Serena è un talentuoso architetto, attiva all’estero. Dopo numerosi successi, riconoscimenti accademici da Pechino a Mosca, decide di tornare in terra natìa, a Roma, per amore del proprio Paese. Nel cercare un posto di lavoro Serena incoccia dinanzi a due situazioni: la conoscenza di Francesco, un uomo affascinante del quale subito si invaghisce, e la volontà di presentare un progetto che potrà rilanciare la propria carriera di architetto in Italia. Purtroppo, però, a Francesco piacciono gli uomini e il lavoro di Serena non verrà mai commissionato ad una donna. In una serie di inganni e di segreti condivisi, la coppia si muoverà per fingersi qualcun altro e raggiungere il proprio obiettivo.
Riccardo Milani affronta per l’ennesima volta il tema caro alla commedia italiana: il non essere accettati, il non sentirsi parte di un ecosistema filo-tradizionalista e tendenzialmente fascista. Se sei donna devi fingerti uomo per avere successo, se sei gay devi fingerti etero per trionfare nel nostro Paese, quello che quando viene nominato all’estero fredda i presenti e congela l’animo altrui. È debole il tentativo, perché nel gioco di scambi non c’è divertimento, non c’è la letizia che avrebbe potuto e dovuto accompagnare la visione, ma soltanto una narrazione che conduce lo spettatore fino alla fine, senza un quid pluris che possa scatenare una soddisfazione tale da riflettere su un messaggio di fondo, che in sostanza non esiste.
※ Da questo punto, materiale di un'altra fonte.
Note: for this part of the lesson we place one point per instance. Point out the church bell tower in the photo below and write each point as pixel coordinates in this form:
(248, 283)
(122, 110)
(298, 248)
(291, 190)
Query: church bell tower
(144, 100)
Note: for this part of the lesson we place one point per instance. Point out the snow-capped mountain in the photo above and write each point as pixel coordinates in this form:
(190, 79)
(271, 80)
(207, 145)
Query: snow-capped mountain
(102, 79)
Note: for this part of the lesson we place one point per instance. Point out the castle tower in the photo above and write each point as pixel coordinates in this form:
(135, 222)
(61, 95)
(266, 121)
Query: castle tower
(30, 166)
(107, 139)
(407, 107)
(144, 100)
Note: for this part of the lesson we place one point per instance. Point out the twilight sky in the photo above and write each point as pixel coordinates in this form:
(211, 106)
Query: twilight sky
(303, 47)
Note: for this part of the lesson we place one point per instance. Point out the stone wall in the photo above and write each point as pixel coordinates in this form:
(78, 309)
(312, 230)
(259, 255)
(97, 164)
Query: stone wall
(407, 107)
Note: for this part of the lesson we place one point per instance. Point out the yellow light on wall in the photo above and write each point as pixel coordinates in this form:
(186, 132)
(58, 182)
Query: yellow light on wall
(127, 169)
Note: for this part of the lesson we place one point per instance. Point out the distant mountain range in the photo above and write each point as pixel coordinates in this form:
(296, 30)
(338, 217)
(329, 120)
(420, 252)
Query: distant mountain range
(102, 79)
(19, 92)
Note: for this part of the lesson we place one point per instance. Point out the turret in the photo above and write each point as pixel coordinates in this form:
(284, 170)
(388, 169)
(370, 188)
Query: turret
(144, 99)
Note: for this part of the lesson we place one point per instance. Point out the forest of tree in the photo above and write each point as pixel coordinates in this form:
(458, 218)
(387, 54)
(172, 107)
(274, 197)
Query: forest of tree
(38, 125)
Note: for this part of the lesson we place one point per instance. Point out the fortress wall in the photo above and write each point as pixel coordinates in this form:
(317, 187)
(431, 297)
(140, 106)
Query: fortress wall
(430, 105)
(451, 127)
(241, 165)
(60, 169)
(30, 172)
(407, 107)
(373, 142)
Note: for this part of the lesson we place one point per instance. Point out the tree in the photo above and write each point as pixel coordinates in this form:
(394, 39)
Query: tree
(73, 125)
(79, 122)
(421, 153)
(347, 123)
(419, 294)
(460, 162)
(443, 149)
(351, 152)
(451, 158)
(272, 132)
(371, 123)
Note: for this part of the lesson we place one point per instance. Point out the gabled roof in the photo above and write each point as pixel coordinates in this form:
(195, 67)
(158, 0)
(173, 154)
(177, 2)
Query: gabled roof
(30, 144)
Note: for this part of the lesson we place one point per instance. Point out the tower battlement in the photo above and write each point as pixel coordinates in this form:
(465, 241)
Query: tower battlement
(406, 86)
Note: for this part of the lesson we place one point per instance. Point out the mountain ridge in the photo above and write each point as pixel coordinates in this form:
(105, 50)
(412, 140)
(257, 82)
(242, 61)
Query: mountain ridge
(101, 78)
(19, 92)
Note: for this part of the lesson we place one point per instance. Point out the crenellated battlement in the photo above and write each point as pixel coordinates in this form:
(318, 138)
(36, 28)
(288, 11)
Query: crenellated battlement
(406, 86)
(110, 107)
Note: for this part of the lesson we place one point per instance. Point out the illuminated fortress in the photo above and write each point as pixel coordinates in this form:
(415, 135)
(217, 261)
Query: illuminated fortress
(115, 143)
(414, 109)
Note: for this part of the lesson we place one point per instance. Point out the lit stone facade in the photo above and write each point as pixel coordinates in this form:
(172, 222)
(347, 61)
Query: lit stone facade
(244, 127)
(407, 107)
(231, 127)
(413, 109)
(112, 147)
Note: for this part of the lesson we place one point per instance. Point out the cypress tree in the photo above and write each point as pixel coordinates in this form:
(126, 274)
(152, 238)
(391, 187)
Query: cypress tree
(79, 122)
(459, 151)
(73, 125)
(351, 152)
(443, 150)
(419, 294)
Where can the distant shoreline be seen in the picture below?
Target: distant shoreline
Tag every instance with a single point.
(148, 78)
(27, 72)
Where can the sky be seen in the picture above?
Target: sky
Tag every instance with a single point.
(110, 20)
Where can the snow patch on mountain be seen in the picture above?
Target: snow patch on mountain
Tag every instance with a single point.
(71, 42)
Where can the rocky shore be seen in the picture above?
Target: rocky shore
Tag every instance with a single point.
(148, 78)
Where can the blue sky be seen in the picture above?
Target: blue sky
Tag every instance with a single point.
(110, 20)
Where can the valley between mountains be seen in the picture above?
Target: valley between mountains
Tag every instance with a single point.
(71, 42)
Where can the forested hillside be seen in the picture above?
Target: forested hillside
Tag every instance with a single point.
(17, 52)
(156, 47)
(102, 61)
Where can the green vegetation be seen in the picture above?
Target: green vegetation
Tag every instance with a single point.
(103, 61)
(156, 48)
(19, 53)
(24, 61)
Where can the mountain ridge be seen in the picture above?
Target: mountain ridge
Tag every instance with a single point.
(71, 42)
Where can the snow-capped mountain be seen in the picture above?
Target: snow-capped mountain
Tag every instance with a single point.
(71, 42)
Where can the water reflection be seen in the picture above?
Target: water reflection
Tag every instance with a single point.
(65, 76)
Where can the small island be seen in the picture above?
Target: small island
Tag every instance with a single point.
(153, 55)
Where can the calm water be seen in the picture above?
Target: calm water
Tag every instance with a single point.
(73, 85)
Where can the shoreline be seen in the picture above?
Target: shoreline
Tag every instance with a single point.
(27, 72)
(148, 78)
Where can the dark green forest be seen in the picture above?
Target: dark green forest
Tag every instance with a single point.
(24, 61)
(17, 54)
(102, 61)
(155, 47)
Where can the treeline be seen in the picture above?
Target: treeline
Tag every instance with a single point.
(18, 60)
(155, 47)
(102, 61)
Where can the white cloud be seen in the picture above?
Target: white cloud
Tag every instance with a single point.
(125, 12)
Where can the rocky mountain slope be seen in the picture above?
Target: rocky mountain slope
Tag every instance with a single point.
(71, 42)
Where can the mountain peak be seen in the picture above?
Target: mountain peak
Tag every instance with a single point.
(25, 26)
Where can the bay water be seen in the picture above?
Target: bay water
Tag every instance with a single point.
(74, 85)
La scelta di Milani, poi, di giocare sulla celebrazione di Raoul Bova è esasperante: la visione può essere duplice, perché si potrebbe sorridere del modo in cui l’attore romano percorre la sua passerella, dalle lucide scarpe nere fino al vapore che lo pervade al suo attraversare i fornelli, così come si potrebbe sbuffare dinanzi a tanta sfarzosità inutile, per un sex symbol che oramai è noto e non ha bisogno di ulteriori riflettori. Dall’altro lato lodevole la prestazione della Cortellesi, che indossa la maschera dell’abruzzese, adottando un dialetto non troppo distante dal suo naturale, ma che comunque la costringe a una recitazione diversa per l’intera pellicola. L’attrice conferma il suo ruolo di trasformista, pur non indossando maschere e senza collocarsi necessariamente accanto a tutti gli eredi della commedia dell’arte che l’Italia può vantare in questo momento: il personaggio dell’architetto di successo è altalenante in questa visione, perché dal successo ottenuto a Londra, da donna in carriera e capace di dirigere cantieri anglofoni, Serena Bruno si ritrova in una vita di approssimazione professionale fino alla soluzione - tipica italiana - che è figlia della creatività e non della sua caparbietà.
Al di là, insomma, delle discrepanze offerte dall’evoluzione dei personaggi, con lo stesso Bova in bilico tra il ruolo di sex symbol prima e banale poligamo dopo, la commedia di Milani è piacevole da vedere, ma non vuole esaltarsi in nessuno dei suoi punti, nemmeno nella furbizia del figlio di Bova e tantomeno nella superflua storia d’amore tra la Cortellesi e un ritrovato Corrado Fortuna (il Tanino Mendolla di Virzì). La commedia italiana quest’anno ha vissuto numerosi alti e numerosi bassi, è dai primi che bisogna ripartire evitando i secondi, troppo spesso figli di cliché narrativi o di volgarità narrative: Scusate se esisto! si colloca perfettamente nel primo filone cinematografico, perché d’altronde Milani ci aveva già provato a farci la predica in Benvenuto Presidente!. Probabilmente non gli è bastata, però a noi sì.